I agree with @KaeVerens, this is (or was) badly structured JSON. Besides the array that isn't an array, there's an extra level of object you don't appear to need. If you're generating the JSON, it would make a lot more sense if it were this instead:
{
"nodes": [
{ "title": "test", "field2": "test2" },
{ "title": "test3", "field2": "test4" }
]
}
OK, updating now that your JSON data looks more like this. But now what you posted isn't valid JSON at all! It's a JavaScript object that will work in the console or in test code, but it won't pass a JSON validator. The property names aren't quoted as they should be, and there's a ;
at the end. It should look like:
{
"nodes": [
{ "title": "test" },
{ "title": "test2" },
{ "title": "test3" },
{ "title": "test4" }
]
}
(Spacing and indentation don't matter; I just formatted it this way for clarity.)

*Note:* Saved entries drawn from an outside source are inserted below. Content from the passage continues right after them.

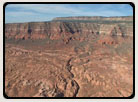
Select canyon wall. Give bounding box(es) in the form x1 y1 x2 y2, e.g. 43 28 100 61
5 16 133 42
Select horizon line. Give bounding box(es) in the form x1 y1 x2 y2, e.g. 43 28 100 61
5 15 133 24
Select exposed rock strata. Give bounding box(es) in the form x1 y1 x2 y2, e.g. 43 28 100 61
5 16 133 97
53 16 133 21
5 16 133 43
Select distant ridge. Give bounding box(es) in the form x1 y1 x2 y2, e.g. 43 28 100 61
53 16 133 22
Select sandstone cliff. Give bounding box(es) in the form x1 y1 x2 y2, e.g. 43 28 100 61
5 16 134 97
5 16 133 43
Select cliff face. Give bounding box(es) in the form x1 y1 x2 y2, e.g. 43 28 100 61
5 16 133 43
53 16 133 21
5 17 134 97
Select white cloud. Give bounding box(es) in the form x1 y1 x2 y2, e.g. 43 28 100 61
6 4 82 15
6 4 127 16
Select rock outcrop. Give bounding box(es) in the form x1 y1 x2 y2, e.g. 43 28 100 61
5 16 134 97
53 16 133 22
5 16 133 42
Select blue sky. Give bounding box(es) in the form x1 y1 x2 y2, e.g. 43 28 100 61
5 4 133 23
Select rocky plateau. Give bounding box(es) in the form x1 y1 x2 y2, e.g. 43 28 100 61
5 16 133 97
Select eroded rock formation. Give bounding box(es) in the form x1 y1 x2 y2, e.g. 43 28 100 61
5 16 133 97
5 16 133 42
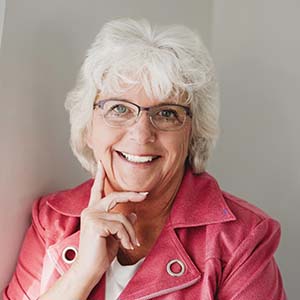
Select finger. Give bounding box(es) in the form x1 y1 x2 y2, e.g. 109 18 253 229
101 220 134 250
89 160 105 207
98 212 139 246
94 191 148 212
127 212 138 224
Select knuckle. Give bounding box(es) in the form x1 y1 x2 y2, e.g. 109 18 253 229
115 223 127 236
115 222 124 231
80 208 91 219
108 200 116 211
117 228 128 239
109 192 119 199
114 213 126 222
101 220 110 231
121 234 130 243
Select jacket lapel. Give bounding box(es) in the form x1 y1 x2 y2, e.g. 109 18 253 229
118 171 236 299
46 225 201 300
45 168 236 299
119 226 201 300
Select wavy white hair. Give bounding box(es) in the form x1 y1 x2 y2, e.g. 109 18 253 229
65 18 219 175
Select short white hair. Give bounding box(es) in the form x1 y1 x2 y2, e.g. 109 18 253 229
65 18 219 175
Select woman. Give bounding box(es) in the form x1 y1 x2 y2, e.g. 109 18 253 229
3 18 286 300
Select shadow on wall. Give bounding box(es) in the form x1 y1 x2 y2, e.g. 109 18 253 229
0 0 6 48
0 4 89 292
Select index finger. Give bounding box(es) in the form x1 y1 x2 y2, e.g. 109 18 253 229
89 160 105 207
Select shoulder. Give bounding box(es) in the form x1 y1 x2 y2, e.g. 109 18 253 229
222 190 280 233
177 169 280 230
31 179 93 245
178 170 281 260
225 189 281 243
213 189 281 263
223 191 281 238
195 170 280 230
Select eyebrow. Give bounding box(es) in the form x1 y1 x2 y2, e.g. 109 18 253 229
102 98 182 106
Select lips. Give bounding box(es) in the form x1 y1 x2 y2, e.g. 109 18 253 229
116 151 160 163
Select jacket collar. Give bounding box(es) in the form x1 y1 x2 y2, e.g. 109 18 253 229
46 168 236 299
46 178 93 217
169 169 236 227
46 167 236 227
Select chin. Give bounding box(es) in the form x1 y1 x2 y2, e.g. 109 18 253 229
121 181 155 193
116 175 158 193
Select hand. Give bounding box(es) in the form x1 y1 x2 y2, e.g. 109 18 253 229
71 161 147 282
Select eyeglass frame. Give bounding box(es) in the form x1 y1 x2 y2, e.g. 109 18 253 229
93 98 193 131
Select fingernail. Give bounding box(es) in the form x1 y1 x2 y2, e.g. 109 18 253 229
139 192 149 196
136 238 141 247
128 212 137 224
129 243 134 250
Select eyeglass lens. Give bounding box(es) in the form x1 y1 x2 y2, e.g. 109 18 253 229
97 100 188 130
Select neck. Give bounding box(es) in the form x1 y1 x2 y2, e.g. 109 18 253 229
103 167 186 264
104 167 185 223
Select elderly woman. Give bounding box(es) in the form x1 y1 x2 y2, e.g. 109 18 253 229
3 18 286 300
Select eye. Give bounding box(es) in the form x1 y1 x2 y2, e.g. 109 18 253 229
111 104 128 114
158 109 178 119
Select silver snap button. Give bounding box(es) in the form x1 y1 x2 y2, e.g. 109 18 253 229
62 246 78 264
166 259 185 277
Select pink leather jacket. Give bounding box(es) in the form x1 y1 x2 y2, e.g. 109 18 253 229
3 169 287 299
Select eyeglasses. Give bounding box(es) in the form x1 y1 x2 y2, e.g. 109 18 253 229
93 99 192 131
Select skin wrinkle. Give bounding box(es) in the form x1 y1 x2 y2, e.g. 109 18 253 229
88 86 191 193
86 85 191 265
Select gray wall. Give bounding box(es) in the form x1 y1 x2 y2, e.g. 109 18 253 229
1 0 297 298
209 0 300 298
0 0 213 294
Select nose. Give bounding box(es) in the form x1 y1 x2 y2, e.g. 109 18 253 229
127 111 156 144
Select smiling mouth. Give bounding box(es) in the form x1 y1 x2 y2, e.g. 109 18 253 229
116 151 161 163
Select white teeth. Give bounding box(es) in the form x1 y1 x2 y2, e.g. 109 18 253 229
120 152 157 163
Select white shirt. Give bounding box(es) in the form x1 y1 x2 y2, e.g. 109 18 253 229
105 257 145 300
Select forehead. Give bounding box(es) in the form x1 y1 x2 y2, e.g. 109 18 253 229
97 84 187 106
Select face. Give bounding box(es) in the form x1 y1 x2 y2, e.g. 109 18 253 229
87 86 192 193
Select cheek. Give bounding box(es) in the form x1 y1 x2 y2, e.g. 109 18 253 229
178 125 191 154
88 123 118 157
165 129 191 162
183 124 192 153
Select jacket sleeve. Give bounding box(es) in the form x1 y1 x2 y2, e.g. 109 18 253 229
2 199 47 300
218 218 287 300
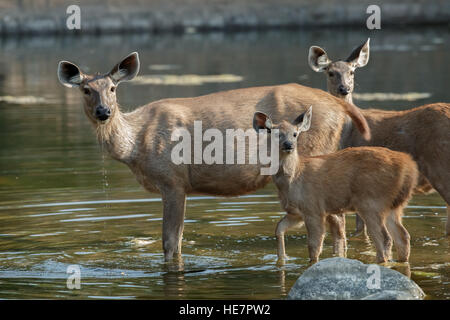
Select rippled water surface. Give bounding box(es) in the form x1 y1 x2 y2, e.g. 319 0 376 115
0 28 449 299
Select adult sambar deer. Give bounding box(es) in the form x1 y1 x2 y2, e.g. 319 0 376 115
309 38 450 236
253 107 418 263
57 52 370 261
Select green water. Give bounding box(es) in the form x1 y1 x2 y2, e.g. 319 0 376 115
0 28 448 299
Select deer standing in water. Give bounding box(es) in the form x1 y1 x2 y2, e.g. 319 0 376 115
253 107 418 263
309 39 450 236
57 52 371 262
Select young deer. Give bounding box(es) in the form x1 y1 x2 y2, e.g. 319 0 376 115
309 39 450 236
57 52 371 262
253 107 419 263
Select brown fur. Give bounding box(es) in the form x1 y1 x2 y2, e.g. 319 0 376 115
259 114 418 263
346 104 450 234
309 40 450 236
57 53 372 261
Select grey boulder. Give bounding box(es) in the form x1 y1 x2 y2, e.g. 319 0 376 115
287 257 425 300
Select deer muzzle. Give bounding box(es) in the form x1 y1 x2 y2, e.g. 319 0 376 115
95 105 111 121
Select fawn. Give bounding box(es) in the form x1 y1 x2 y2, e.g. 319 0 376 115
253 106 419 263
309 38 450 236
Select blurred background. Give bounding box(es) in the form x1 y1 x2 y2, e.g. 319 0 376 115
0 0 449 34
0 0 448 300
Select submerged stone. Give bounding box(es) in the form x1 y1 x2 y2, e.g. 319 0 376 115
287 257 425 300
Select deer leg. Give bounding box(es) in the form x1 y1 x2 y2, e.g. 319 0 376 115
419 164 450 236
360 212 392 263
275 213 304 261
354 214 368 237
161 188 186 262
428 186 450 236
447 205 450 236
386 208 410 262
326 214 347 257
304 214 326 263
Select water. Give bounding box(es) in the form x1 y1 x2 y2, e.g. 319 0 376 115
0 27 449 299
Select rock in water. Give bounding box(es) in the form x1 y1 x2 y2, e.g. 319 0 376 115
287 258 425 300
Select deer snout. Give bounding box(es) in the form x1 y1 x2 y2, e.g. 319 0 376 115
338 85 350 96
95 105 111 121
282 141 294 152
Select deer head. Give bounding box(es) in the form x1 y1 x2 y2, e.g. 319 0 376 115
253 106 312 156
308 39 370 103
57 52 140 124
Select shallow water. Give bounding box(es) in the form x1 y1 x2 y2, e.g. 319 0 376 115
0 28 449 299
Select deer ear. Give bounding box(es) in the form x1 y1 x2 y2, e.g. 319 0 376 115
109 52 140 83
294 106 313 132
253 112 273 132
308 46 331 72
57 61 85 88
346 38 370 68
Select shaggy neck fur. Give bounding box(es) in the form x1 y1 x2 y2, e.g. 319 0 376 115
343 92 354 104
277 151 305 182
94 107 137 164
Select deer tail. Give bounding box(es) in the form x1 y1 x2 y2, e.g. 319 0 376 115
341 101 371 141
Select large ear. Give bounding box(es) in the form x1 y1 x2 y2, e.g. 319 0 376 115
253 112 273 132
346 38 370 68
57 61 85 88
109 52 140 83
308 46 331 72
293 106 312 132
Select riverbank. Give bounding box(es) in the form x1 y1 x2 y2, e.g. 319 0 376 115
0 0 449 35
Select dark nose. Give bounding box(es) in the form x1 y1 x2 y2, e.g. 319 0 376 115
95 105 111 121
338 85 349 96
283 141 294 150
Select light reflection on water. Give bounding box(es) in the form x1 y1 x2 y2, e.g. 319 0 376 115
0 27 449 299
0 191 448 299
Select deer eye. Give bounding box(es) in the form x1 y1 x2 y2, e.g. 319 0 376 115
83 88 91 95
293 132 297 137
328 72 334 77
110 86 116 93
350 71 354 75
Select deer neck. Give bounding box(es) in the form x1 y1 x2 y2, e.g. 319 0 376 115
276 151 305 181
94 108 137 164
343 93 354 104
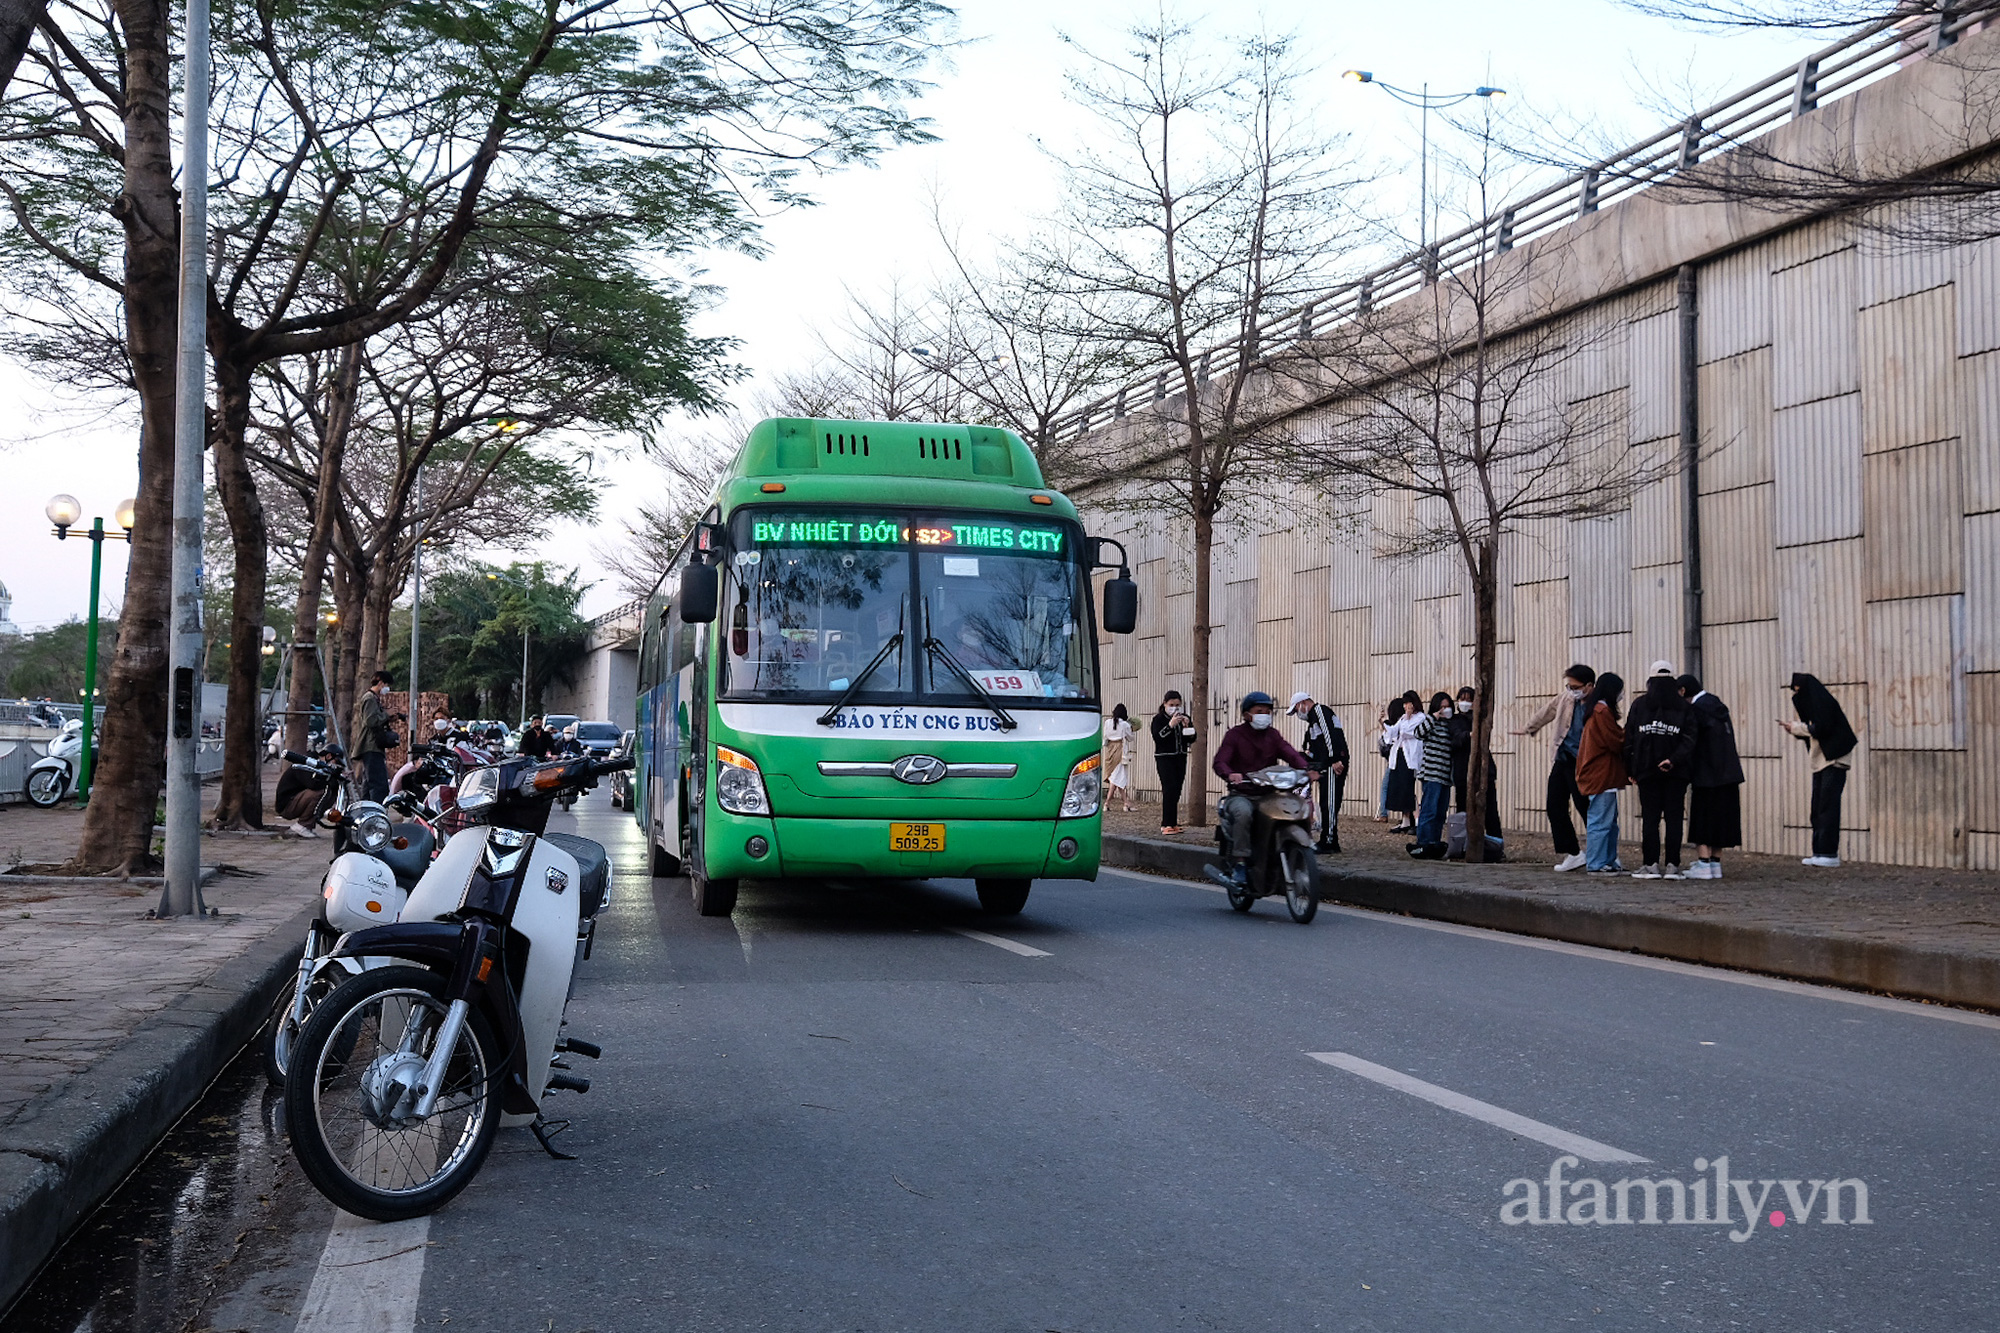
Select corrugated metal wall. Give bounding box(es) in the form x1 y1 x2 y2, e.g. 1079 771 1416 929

Anyway, with that fixed, this code works fine on your current data:
$.each( data.nodes, function( index, node ) {
console.log( node.title );
});
And your for
loop would work fine if you check the length of the actual nodes
array instead of checking data.length
which doesn't exist:
var nodes = data.nodes;
for( var i = 0, len = nodes.length; i < len; i++ ) {
var node = nodes[i];
console.log( node.title );
}
I recommend taking references to nested objects as this code does (the nodes
and node
variables) instead of stuff like data.nodes[i]
. Much easier to keep track of, and it can be more efficient too (although it wouldn't be any different in this simple case).